На самом деле хосписы в Узбекистане есть. Межрегиональные учреждения работают в Самарканде и Хорезме, одно простаивает в Фергане. Здание ему построили, но финансирование на штат не выделили. Хорезмский хоспис работает аж с 2012 года. По словам Яхъё, учреждение на 20 коек построили в городе Ханка, недалеко от Ургенча. В те годы регион стал единственным, где был реализован пункт постановления правительства об организации хосписов при районных медицинских учреждениях.

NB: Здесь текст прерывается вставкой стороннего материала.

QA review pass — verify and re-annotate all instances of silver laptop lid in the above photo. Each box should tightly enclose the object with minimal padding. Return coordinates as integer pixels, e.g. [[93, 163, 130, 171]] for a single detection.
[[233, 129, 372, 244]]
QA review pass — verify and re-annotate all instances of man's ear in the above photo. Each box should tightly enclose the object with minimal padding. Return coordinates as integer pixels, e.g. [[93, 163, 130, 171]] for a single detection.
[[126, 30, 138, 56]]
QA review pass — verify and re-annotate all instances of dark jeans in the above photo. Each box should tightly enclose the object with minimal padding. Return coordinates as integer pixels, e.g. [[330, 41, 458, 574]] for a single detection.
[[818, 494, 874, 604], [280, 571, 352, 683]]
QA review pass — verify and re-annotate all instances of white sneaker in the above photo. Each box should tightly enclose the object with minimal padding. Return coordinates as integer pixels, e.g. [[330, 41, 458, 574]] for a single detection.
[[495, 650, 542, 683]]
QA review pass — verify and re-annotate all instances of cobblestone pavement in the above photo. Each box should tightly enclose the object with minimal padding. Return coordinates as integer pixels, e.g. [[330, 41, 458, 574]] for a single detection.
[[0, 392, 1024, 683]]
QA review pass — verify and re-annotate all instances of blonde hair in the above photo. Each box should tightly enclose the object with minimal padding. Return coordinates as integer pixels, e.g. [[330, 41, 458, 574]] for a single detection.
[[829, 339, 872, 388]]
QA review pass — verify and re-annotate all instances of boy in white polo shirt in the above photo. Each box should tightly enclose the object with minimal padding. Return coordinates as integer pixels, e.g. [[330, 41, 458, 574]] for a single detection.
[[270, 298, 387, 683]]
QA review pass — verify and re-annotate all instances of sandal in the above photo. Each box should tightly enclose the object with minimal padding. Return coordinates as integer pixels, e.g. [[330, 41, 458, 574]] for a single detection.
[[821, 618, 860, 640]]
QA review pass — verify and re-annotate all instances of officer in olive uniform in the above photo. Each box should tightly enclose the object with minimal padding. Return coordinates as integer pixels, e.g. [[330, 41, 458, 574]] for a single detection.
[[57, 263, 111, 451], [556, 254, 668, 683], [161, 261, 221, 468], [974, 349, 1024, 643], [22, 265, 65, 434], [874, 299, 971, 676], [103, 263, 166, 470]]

  • «Там работают реально самоотверженные люди. Но в то время он был как бы домом престарелых, куда принимали не только онкобольных, но и одиноких стариков, и бездомных. В 2017-2018 годах мы это изменили. Сейчас там 50 коек, построили дополнительное здание. Почти все занимают онкобольные, хотя в хосписах нуждаются не только они. Хосписы — это места для всех, кто болеет неизлечимой болезнью и всё равно умрёт от её последствий. Хосписы — это места для поддержки семей. Представьте семью, в которой есть лежачий пациент после инсульта. Он не может ухаживать за собой. Лежит, может быть, несколько лет, умеет только глотать и моргать. Как сложно семье ухаживать за одним этим человеком. Нет-нет ей нужна социальная передышка — передать уход за ним кому-то другому на 5-10 дней».
Самаркандский же хоспис открылся в июне. По словам Рустама Нарбаева, опыта оказания хосписной помощи у самаркандского медперсонала нет, поэтому медики так хотят пройти хотя бы недельное обучение в Taskin.
  • «Они понимают, что такое хоспис, но не знают, как говорить про смерть, как и в какой дозировке назначать лекарства. В Хорезме хоспис работает как дом престарелых или что-то вроде этого — они сами не знают. У них же нет протоколов, их никто не обучил. В Самарканде директор — онколог Нодир Рахимов, прекрасный врач. Мы его три дня обучали. Это мало. Но чтобы они смогли пройти у нас стажировку, нужно финансирование: дорога, проживание, питание».
Сам Рустам заразился идеей открытия хосписа на одной из лекций Яхъё, когда ещё верил, что узбекистанцы ни за что не отдадут родных в хоспис. «Дай бог, откроем в Ташкенте», — убеждал Яхъё. Это был 2015-й. Рустам только вернулся из Штатов в родной Андижан, уверенный в поспешности этого решения. Он хотел уехать, но зачарованный философией гуманного доживания отправился учиться в Республиканский центр онкологии.
  • «Ещё не было нового здания, это был мрак, — вспоминает Рустам. — Папа со мной пришёл. Он тоже врач, говорит: "Ты уверен, что хочешь сюда поступать? Давай я помогу с контрактом". Но я хотел именно сюда из-за хосписа».